El propósito de esta columna no es repetir lo que ya todos sabemos. No busco recordar la tesis de la violencia endémica en Colombia que, de alguna forma, hemos normalizado. Tampoco busco articular un extenso ensayo sobre los motivos detrás de lo inexcusable. Como muchos otros episodios de nuestra historia reciente, los últimos días quedarán marcados en lo más profundo del subconsciente colectivo, pues tristemente se suman a una desgraciada cadena de hechos que, cómo un parásito, se enrosca en nuestras mentes. Los hechos son un murmullo de fondo, el extraño recuerdo de algo que nos hiela la sangre. Sobre todo, por la carga de responsabilidad ante el silencio; por que sabemos que a los jóvenes que matan, los hemos olvidado y los seguiremos olvidando. Y serán solo eso, cifras anónimas desposeídas de rostros, acumulándose en bases de datos, un final mezquino ante lo que pudo ser diferente.

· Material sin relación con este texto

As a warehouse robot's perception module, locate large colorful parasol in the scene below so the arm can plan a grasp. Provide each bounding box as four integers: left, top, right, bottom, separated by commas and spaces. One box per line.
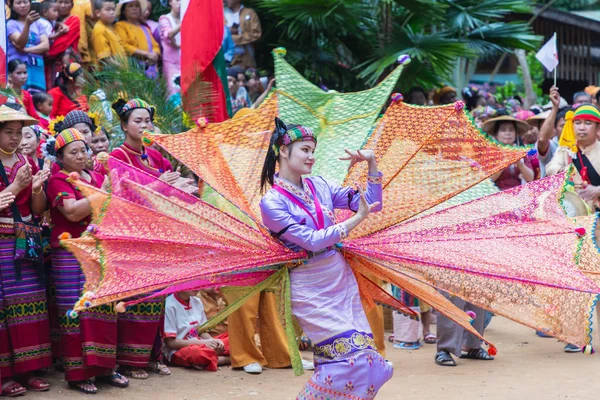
63, 50, 600, 376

¿Y que es lo que pudo ser diferente? Es una pregunta interesante, porque su respuesta depende de muchas cosas. ¿Acaso era solo cuestión de inyectarle más policías a las zonas donde ocurrieron las masacres? ¿Pudo eso haber salvado a todos los que murieron la semana pasada en Tumaco, Arauca, El Tambo, Cali, Samaniego y Ricaurte? La pregunta obviamente es retórica pues, de pronto sí, de pronto no. ¿Pero qué hay en el fondo? ¿Cuál es ese cocodrilo que se oculta en el pantano? Yo creo que existe una negligencia histórica del territorio, pero bueno, ya existen muchos libros sobre eso… Creo que además existe una rampante ilegitimidad institucional producto de la corrupción, pero también, lo que hay son papers de corrupción institucional… Ah bueno, yo también creo que Colombia debería invertir urgentemente recursos para la recuperación y ampliación del sistema carcelario, de eso no se habla mucho, seguramente no es muy taquillero… ¿Qué más? ¡Ah claro! La falta de solidaridad nacional, un poco etéreo y difícil de demostrar pero en alguna parte lo he escuchado, sin duda creo que nos falta solidaridad… En fin, ¿A quién podemos culpar?... ¿Por qué no culpamos al país de los últimos treinta años, o a sus presidentes? ¿Por qué no juzgamos a la ciudadanía? … o … a la guerrilla, los paras… ¡Ya qué! Metamos a la fuerza publica allí también. Podríamos hablar también de los intelectuales que hablan mucho y no hacen nada, arrojando entramadas soluciones a políticos que no piensan en términos superiores a cuatro años. Evidentemente hay personas más responsables que otras. ¡Incluso los más responsables podrían ni siquiera saber que son responsables! Pero, de alguna forma, tanto por acción o omisión, la responsabilidad esta ampliamente distribuida.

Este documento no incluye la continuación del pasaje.